この3つの力の中で最も早くから育っていくのが、他者への思いやりの力 「共感性」です。
共感性、思いやりはどうやって育つのでしょう。
生後1~2か月になると、赤ちゃんは授乳中などにお母さんの顔を見てニッコリ笑うようになりますね。
それは、単に表情のマネしているのではありません。お母さんのほほえみの奥にある、幸福感や喜びに共感しているのだと言われています。
「共感する力」は、この時期すでに芽生えているものなのです。
生後2~3か月になると、赤ちゃんは「お母さんにいつもそばにいてほしい」と思うようになります。
お母さんがいなくなると泣くのはそのためです。
そして、生後3~4カ月になると、「そばにいるだけでなく、私の喜ぶことをしてほしい」という欲求が出てきます。
抱っこしてほしい、おんぶしてほしい、あやしてほしいなど、そばにいてくれるだけでは満足できなくなるのです。
さらに、生後5か月くらいになると、「私が喜ぶことをするだけでなく、お母さんも喜んでやってほしい」という感情が生まれてきます。

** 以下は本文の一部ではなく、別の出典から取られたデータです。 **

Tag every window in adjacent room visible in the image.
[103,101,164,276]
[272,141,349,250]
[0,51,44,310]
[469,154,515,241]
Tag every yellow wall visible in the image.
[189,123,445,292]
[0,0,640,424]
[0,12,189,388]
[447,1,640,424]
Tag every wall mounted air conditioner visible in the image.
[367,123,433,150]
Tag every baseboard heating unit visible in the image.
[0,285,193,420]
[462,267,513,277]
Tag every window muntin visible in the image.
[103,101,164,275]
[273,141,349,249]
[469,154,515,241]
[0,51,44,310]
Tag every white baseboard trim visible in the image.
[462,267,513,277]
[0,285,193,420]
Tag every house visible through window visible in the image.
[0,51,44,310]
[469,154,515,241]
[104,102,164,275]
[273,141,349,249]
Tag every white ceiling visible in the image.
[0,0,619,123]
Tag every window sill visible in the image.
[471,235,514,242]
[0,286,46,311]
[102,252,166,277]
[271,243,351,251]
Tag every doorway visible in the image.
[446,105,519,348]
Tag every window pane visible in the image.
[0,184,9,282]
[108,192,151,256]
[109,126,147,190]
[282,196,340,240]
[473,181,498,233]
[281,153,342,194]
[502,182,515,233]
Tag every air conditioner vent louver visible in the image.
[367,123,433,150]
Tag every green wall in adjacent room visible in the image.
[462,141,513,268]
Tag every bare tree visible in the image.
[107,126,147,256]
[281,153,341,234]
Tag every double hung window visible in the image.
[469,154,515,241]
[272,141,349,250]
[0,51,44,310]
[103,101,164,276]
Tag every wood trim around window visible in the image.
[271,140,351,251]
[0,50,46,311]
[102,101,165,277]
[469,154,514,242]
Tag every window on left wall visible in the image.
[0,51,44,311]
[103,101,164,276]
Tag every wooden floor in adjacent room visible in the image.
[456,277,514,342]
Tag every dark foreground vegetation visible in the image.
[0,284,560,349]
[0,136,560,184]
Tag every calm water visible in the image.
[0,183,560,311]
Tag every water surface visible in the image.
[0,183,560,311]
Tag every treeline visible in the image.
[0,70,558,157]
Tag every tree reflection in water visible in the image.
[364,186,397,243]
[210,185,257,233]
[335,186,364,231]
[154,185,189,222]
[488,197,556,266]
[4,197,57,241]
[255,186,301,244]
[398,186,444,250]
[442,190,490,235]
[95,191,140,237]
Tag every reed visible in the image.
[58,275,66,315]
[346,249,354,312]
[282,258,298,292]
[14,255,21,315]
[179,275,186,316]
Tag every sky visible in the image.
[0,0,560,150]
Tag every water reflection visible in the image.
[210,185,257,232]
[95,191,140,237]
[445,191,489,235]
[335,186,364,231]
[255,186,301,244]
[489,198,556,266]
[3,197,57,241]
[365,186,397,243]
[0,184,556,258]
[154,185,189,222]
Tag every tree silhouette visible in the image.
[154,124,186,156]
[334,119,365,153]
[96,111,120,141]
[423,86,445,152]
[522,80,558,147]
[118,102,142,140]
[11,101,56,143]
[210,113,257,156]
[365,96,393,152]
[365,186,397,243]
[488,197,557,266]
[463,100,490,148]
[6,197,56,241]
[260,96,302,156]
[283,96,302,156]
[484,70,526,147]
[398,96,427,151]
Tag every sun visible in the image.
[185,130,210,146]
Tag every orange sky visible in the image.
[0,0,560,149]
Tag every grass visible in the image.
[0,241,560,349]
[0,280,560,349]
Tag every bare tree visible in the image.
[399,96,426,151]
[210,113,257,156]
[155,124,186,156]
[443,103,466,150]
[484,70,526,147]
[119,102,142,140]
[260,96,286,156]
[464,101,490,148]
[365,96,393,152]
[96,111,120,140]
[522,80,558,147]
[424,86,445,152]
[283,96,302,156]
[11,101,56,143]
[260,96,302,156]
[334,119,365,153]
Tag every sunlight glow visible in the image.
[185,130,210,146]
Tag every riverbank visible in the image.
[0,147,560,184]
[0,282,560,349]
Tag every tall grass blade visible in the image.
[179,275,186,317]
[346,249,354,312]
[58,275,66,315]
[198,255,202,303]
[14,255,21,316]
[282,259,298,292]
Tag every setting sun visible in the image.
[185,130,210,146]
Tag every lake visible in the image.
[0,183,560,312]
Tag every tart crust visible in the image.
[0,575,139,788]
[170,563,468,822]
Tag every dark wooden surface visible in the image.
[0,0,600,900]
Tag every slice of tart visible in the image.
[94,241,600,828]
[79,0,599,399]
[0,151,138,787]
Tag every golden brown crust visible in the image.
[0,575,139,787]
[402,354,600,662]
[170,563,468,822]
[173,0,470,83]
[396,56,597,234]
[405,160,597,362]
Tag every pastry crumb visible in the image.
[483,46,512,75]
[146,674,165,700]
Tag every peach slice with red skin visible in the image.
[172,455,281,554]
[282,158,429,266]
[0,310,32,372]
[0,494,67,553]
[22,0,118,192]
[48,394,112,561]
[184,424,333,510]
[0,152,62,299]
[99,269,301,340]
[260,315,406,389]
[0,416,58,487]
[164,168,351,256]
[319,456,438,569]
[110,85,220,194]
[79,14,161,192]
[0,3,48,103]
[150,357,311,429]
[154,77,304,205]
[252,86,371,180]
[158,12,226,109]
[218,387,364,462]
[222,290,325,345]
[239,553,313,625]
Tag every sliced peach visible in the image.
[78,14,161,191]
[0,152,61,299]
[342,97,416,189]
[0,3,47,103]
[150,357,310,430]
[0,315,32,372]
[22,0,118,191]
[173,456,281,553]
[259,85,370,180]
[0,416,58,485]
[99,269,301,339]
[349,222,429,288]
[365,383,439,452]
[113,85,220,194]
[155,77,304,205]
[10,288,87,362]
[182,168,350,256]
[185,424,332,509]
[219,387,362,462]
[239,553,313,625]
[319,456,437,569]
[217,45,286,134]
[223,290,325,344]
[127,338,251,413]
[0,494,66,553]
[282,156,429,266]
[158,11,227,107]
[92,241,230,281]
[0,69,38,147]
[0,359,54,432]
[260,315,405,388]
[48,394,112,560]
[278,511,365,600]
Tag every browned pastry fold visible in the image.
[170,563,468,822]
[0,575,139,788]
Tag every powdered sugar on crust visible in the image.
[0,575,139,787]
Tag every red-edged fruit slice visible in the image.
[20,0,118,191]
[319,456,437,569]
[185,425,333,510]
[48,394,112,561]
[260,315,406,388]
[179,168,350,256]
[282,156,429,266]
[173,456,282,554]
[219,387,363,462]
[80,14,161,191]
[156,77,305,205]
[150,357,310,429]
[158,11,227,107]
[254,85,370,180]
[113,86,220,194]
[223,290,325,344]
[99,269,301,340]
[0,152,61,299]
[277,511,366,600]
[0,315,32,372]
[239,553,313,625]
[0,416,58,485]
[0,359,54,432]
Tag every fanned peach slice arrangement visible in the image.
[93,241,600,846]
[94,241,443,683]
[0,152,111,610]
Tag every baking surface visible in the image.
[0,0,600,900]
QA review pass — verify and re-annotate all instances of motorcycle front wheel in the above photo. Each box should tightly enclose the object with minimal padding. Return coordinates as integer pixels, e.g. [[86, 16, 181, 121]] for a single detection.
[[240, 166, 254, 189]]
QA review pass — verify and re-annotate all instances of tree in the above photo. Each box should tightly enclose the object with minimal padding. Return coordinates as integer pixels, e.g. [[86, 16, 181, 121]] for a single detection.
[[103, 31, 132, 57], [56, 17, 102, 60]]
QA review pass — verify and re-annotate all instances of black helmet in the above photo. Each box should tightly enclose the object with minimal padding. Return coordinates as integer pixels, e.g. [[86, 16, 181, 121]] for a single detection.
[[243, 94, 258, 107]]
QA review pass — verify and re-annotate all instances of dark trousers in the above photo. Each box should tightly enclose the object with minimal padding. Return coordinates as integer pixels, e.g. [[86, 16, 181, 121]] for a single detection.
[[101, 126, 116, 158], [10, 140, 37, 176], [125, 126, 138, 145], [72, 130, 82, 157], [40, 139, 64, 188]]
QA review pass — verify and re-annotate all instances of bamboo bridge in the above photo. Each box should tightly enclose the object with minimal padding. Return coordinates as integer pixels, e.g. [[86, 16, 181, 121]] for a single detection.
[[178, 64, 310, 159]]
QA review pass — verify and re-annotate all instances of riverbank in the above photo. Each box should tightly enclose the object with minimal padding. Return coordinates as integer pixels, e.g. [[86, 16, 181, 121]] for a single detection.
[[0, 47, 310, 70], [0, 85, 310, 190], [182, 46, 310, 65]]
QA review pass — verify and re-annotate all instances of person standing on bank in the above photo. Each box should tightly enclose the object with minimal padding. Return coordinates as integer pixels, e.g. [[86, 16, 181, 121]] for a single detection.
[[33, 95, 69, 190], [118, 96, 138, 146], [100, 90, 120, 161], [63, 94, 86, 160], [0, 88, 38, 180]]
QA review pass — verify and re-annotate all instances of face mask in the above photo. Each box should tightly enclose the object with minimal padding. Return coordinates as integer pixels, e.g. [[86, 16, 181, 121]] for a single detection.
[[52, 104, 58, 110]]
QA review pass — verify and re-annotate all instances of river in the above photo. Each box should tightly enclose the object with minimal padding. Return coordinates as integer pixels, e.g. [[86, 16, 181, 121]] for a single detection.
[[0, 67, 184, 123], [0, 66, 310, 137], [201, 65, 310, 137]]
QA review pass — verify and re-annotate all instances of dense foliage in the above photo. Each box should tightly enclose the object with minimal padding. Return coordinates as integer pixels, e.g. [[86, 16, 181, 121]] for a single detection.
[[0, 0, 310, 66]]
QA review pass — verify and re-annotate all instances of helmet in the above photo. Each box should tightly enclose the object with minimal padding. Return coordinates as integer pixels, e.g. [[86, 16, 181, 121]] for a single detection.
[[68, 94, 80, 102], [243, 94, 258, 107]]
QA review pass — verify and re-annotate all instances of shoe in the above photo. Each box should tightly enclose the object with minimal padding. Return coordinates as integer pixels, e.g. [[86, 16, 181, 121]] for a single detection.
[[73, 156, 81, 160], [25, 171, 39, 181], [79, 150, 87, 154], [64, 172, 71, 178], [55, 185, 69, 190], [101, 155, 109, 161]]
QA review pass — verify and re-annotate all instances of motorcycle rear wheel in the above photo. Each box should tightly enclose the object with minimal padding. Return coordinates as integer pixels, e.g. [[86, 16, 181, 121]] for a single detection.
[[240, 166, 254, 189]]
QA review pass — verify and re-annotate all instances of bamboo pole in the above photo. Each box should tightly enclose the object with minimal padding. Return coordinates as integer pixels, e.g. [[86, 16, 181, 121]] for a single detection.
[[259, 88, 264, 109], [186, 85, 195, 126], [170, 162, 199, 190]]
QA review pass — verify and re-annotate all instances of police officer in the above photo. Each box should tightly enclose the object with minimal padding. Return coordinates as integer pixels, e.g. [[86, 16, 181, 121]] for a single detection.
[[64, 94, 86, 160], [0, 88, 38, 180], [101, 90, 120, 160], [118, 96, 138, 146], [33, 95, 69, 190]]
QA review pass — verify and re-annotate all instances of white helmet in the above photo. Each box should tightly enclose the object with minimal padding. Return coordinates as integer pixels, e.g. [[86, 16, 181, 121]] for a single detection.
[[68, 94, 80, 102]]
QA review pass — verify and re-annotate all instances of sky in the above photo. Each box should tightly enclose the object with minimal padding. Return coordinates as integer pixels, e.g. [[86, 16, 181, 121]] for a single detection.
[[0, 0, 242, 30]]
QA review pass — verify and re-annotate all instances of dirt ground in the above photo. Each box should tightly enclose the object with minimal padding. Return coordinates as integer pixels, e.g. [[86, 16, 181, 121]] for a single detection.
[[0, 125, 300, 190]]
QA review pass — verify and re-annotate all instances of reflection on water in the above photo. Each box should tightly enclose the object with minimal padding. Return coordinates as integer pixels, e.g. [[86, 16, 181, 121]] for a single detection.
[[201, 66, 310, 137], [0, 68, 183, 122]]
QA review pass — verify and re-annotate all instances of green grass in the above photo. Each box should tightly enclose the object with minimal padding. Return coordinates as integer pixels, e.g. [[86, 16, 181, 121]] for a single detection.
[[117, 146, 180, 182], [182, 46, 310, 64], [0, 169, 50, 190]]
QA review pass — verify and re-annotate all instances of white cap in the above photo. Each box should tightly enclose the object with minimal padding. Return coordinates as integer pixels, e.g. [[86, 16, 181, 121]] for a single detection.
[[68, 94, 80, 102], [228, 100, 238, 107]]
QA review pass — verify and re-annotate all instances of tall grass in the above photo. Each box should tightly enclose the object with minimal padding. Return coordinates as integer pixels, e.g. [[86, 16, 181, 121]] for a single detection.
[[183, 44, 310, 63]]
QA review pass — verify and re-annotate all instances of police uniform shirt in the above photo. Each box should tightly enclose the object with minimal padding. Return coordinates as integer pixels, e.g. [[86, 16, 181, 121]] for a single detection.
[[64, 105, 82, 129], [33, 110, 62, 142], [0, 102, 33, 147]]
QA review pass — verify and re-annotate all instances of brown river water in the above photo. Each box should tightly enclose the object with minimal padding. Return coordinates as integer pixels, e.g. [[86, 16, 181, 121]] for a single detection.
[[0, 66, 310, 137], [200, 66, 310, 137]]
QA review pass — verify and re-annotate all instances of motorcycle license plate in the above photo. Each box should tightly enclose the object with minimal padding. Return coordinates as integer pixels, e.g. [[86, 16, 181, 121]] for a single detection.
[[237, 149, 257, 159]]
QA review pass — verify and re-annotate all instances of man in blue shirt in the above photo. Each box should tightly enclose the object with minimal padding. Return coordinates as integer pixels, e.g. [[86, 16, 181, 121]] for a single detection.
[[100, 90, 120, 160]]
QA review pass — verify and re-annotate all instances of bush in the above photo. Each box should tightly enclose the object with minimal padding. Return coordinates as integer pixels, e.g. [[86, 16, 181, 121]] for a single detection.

これを「喜びの共有」といい、子どもの発達に非常に大きな意味を持ちます。
それに加えて、喜びを共有してからでないと、悲しみを共有することはできないのです。
小学生などで友だちをいじめる子がいますが、いじめる子は他者の痛みや悲しみがわかりません。
喜びの共有ができてから、悲しみがわかる。
子どもの心の発達は、順序があり、育つ時期があるということになります。